In the past, ruderalis didn’t really have a significant role. It isn’t valuable for agricultural or recreational use. So, why did people start using it? Well, we have yet to mention ruderalis’ most sought-after quality; the one that has made it a new staple in the cannabis community. Unlike sativa or indica, ruderalis doesn’t rely on daylight hours to bloom, instead blooming based on age.
Hemp is also a more versatile plant than ruderalis. Humans have cultivated hemp for millennia, using it for many different purposes, from making fabrics and paper to food, biofuel, and health supplements.
A Ruderalis plant is remarkably small, an adult plant has a length that varies between 30 cm and 80 cm. The plant does not have many branches, the leaves are about the same width as the Indica plant. After the start of the flowering period, the Ruderalis will not grow as strongly as the Indica variety. The Ruderalis distinguishes itself from the other two varieties by flowering based on age, not photoperiod. Normally the flowering of a plant will be caused by the seasonal changes, with the Ruderalis this is not the case. That is why we speak of a “self-flowering ability” in the Ruderalis. When this plant has developed into the fifth or seventh knot or leaf pair, it will flower. This normally takes about seven weeks. When the Cannabis Ruderalis starts flowering it will continue to do so until there are circumstances that cause the plant to die. This differs from the other plants that die after reproduction, or return to the vegetative growth phase during a long photoperiod.

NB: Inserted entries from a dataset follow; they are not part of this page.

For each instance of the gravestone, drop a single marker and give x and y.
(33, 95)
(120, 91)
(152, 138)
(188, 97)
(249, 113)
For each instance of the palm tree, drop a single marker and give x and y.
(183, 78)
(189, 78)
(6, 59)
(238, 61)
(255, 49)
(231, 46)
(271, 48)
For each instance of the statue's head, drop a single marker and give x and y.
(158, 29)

Because the three varieties originated in different places on earth, each with very different characteristics in terms of climate, day length and ecosystem, the three varieties also have very different characteristics in terms of growth and reproduction. The phenotype Cannabis Sativa L. originated in a tropical climate, the spread of the plant after the ice age led to the emergence of new plants that had adapted to the changing climate. In addition, agriculture, and the human factor also had a great influence on the genes of the Indica and Sativa plants, the wild Ruderalis has been influenced to a lesser extent by these conditions.

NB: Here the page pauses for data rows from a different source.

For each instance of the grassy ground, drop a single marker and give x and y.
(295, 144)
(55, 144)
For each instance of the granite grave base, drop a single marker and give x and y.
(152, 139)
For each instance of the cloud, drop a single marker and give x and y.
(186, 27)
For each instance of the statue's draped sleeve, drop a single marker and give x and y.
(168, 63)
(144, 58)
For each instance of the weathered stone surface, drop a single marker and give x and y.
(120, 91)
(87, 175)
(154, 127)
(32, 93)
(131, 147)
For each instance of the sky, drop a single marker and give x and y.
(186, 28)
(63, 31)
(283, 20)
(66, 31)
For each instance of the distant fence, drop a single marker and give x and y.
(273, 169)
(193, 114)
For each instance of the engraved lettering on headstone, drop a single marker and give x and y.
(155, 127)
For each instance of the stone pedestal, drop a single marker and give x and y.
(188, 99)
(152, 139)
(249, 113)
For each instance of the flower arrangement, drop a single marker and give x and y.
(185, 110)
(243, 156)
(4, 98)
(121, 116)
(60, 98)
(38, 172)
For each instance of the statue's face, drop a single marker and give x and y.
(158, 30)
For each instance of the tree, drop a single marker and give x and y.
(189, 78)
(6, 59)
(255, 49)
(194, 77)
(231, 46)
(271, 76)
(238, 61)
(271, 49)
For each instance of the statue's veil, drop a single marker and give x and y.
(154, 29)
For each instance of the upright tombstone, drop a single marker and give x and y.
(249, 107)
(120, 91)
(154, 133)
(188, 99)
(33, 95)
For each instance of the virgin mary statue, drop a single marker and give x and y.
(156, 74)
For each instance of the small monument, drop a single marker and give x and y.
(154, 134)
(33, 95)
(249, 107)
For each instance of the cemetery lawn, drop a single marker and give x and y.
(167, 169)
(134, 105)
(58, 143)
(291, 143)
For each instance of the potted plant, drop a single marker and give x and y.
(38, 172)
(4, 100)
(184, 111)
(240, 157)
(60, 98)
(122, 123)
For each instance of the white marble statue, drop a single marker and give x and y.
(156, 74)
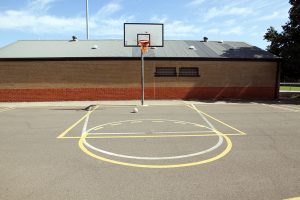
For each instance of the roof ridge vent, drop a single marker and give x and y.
(95, 46)
(192, 47)
(74, 38)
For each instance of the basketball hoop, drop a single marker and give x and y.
(144, 44)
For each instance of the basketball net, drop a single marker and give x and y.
(144, 44)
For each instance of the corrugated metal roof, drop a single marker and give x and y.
(115, 48)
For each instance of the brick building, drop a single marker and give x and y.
(106, 70)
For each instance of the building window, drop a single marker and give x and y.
(165, 71)
(189, 71)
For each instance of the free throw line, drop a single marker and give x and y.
(76, 123)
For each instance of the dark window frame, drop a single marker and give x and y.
(188, 72)
(165, 72)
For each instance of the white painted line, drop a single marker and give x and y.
(98, 128)
(281, 107)
(152, 133)
(4, 109)
(203, 117)
(219, 143)
(179, 122)
(85, 124)
(211, 130)
(115, 124)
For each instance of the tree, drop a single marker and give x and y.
(287, 44)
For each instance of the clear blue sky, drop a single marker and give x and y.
(233, 20)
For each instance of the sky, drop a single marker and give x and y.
(219, 20)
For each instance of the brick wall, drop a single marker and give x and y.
(109, 80)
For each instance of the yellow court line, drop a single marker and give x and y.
(291, 107)
(98, 128)
(147, 136)
(76, 123)
(207, 115)
(281, 107)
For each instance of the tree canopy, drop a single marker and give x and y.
(287, 44)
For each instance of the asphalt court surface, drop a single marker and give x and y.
(182, 151)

The word “Ruderal” stands for plants that grow in places adapted by man or nature. Think of ruderal plants that grow on agricultural land that lies fallow, or plants along the side of the road. The name “Cannabis Ruderalis” is based on this term.

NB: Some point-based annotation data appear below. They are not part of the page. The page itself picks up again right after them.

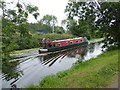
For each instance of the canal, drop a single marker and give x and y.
(31, 71)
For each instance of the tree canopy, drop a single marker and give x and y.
(104, 19)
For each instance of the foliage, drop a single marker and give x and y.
(93, 19)
(15, 34)
(50, 21)
(95, 73)
(53, 36)
(33, 27)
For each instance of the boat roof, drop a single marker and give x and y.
(57, 41)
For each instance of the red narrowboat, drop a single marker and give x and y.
(51, 46)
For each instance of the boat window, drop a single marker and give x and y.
(53, 44)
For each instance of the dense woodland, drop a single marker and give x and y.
(92, 21)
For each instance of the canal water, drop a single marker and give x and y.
(31, 71)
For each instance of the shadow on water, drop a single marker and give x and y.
(21, 74)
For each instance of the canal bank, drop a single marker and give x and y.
(97, 72)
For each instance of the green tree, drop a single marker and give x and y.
(50, 21)
(104, 19)
(14, 31)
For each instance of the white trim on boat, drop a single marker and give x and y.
(43, 49)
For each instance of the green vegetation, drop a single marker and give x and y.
(95, 20)
(95, 73)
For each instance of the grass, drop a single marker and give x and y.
(95, 73)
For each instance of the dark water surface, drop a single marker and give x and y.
(31, 71)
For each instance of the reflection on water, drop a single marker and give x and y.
(31, 71)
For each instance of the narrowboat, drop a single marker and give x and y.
(52, 46)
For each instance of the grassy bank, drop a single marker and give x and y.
(96, 73)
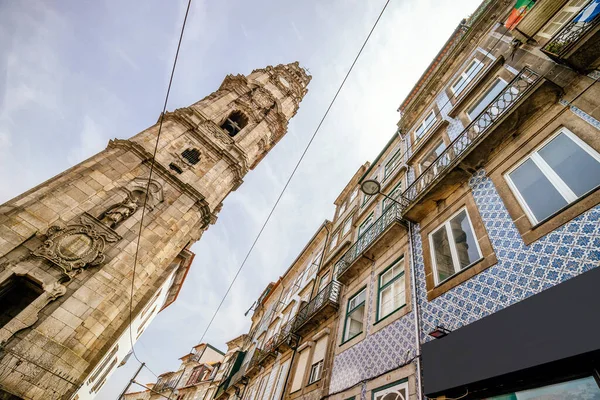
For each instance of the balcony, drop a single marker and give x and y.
(578, 42)
(380, 235)
(520, 101)
(286, 338)
(321, 307)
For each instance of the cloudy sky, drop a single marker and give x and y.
(75, 74)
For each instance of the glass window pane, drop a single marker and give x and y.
(540, 195)
(442, 255)
(354, 322)
(575, 166)
(487, 98)
(464, 240)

How does a Ruderalis plant grow?
Not all botanists agree that the Ruderalis is an independent strain, although it is often referred to as a third type of cannabis. Originally the Ruderalis plant comes from Central Asia, Central Europe and Russia. The plant has adapted to the extreme conditions in those areas. Probably the Ruderalis originates from the Indica variety, which in turn originates from the Sativa variety.
The Ruderalis has adapted to summers that are cooler and shorter, which has a positive impact on its life cycle. The period from new seed to the production of own seeds can take place in ten weeks. By the way, the normal period is twelve to fourteen weeks, but it can sometimes be shorter. The seeds are easier to release than other species, the seed can also endure several seasons in frozen soil. Only when the conditions are right will the Ruderalis start to grow. The seeds are even resistant to breaking open by humans or animals, in some breeds this is even the reason for seeds to germinate.
In the wild Cannabis Ruderalis varieties the CBD content will be relatively high, and the THC content will be relatively low. The pure Ruderalis plant is not so suitable for recreational use or for the fibres. On the other hand, this plant is very popular with cannabis growers because of its autoflowering properties, its resistant character and the very fast time to flower. For early maturing outdoor plants, hybrid varieties of Indica and Ruderalis appear to be the most suitable. The therapeutic advantages of the CBD content makes the Ruderalis suitable for medicinal applications. The therapeutic benefits overshadow the psychoactive properties associated with a high THC content.